User accounts can be found in many applications and every company is usually interested in user account analysis – at least in a very basic level of analysis.
This analytics recipe of the Analytica cookbook shows some approaches to user account analysis and provides some actual analysis within and across user accounts.
Starting Point and Assumptions
A few assumptions are being made in this recipe:
- One User – One Document. Each user’s data is collected and stored in one document. As the user updates their data over time, either the data items are updated or their changes are collected over time.
- Basic Static Profile Data. Users have static properties like name, location, or status that do not change very frequently. And, usually it is not necessary to track and to keep the changes over time; updates are usually in-place.
- User Activities. Users have their interesting activities stored within their documents. We introduce a few examples of user activities that might be interesting; but each application is different; so these are only examples. An example of activities are votes of users, their login behavior, the number of comments or suggestions they make. User activities are often logged for further analysis.

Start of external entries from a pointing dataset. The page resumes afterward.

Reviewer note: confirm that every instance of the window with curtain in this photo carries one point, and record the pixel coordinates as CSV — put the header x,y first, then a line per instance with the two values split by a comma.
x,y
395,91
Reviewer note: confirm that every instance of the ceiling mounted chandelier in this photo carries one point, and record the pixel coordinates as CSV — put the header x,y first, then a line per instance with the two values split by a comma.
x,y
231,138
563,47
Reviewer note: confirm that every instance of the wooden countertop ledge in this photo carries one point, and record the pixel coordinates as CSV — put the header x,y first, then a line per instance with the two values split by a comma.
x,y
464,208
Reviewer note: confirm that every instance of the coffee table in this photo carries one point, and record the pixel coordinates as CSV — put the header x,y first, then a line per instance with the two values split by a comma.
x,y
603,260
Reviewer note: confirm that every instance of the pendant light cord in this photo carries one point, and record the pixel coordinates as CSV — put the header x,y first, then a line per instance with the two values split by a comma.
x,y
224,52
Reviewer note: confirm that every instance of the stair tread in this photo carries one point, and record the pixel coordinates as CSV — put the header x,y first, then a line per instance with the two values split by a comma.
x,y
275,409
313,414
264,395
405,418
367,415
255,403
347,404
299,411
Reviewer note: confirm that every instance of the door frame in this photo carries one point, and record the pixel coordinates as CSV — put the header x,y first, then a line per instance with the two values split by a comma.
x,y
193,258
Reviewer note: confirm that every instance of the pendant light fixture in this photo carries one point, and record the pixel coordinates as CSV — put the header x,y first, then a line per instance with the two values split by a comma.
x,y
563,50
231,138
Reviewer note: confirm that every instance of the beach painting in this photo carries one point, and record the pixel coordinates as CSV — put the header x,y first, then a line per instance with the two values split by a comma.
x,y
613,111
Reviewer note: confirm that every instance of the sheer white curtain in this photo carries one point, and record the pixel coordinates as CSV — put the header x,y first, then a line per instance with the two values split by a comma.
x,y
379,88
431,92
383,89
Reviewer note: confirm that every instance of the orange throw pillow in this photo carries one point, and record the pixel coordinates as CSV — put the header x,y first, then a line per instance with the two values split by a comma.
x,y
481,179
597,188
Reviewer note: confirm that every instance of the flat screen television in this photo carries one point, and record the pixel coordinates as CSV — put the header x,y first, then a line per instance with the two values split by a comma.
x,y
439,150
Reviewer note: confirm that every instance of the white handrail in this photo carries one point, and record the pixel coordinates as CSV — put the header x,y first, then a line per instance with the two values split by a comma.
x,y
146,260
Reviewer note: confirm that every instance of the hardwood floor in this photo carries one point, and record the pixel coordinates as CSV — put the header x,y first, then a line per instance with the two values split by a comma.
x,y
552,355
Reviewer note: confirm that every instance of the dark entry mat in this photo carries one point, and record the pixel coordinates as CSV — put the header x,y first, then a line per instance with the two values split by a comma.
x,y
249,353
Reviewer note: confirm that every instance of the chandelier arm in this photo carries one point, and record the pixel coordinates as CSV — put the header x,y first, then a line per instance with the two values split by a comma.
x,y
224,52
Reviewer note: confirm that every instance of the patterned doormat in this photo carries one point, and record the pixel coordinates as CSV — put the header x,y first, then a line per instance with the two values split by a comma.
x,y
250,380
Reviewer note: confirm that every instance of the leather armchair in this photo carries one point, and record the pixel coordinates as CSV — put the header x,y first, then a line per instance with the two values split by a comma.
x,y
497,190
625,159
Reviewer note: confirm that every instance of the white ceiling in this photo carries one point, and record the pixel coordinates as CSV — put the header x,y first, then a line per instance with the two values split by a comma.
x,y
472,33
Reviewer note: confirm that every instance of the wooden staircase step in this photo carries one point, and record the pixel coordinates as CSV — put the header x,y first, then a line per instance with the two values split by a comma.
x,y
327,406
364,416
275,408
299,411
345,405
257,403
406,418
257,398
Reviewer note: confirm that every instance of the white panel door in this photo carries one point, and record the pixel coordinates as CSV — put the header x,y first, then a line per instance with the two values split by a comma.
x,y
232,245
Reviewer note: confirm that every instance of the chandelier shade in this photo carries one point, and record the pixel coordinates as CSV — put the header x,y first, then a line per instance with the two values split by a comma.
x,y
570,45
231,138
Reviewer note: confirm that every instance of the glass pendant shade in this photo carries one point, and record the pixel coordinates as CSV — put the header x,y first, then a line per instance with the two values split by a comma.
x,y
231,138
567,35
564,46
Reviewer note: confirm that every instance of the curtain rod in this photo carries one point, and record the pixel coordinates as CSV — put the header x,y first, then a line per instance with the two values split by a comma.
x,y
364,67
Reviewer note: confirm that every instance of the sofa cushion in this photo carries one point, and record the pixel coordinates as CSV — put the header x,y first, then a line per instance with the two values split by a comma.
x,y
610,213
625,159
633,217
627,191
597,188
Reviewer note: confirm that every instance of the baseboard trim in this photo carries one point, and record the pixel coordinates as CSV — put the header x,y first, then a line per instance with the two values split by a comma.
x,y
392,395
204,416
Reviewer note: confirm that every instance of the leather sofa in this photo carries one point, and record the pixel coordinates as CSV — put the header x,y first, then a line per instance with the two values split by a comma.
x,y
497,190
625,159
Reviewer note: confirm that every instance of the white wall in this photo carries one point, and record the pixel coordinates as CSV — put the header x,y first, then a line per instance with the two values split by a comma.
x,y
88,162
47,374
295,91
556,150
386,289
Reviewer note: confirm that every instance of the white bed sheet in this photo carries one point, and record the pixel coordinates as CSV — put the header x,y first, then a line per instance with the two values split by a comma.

- Varying Schema. Depending on the application, all user documents have the exact same schema, while other might have a varying schema, i.e., some user documents have a property that others do not have. For example, a user might not have a status property until one is actively set by the application.
These are the assumptions being made in the following recipe; in your enterprise, you might have different or additional assumptions, of course.
Sample User Account Data Set
The analysis examples are based on the following initial documents (stored in a database called cookbook, and a collection called ‘uam’ for User Account Management). The documents will be extended over the course of the recipe in order to add properties of specific interest for analysis.
{"firstName": "Alice",
"mi": "B.",
"lastName": "Chen"}
{"firstName": "Bob",
"lastName": "Mill"}
User-Specific Analysis
User-specific analysis is analysis being done within a user document. This means that calculated properties are being added to user documents. The input to the expressions that calculate the user-specific value can be from inside or outside that users’ document.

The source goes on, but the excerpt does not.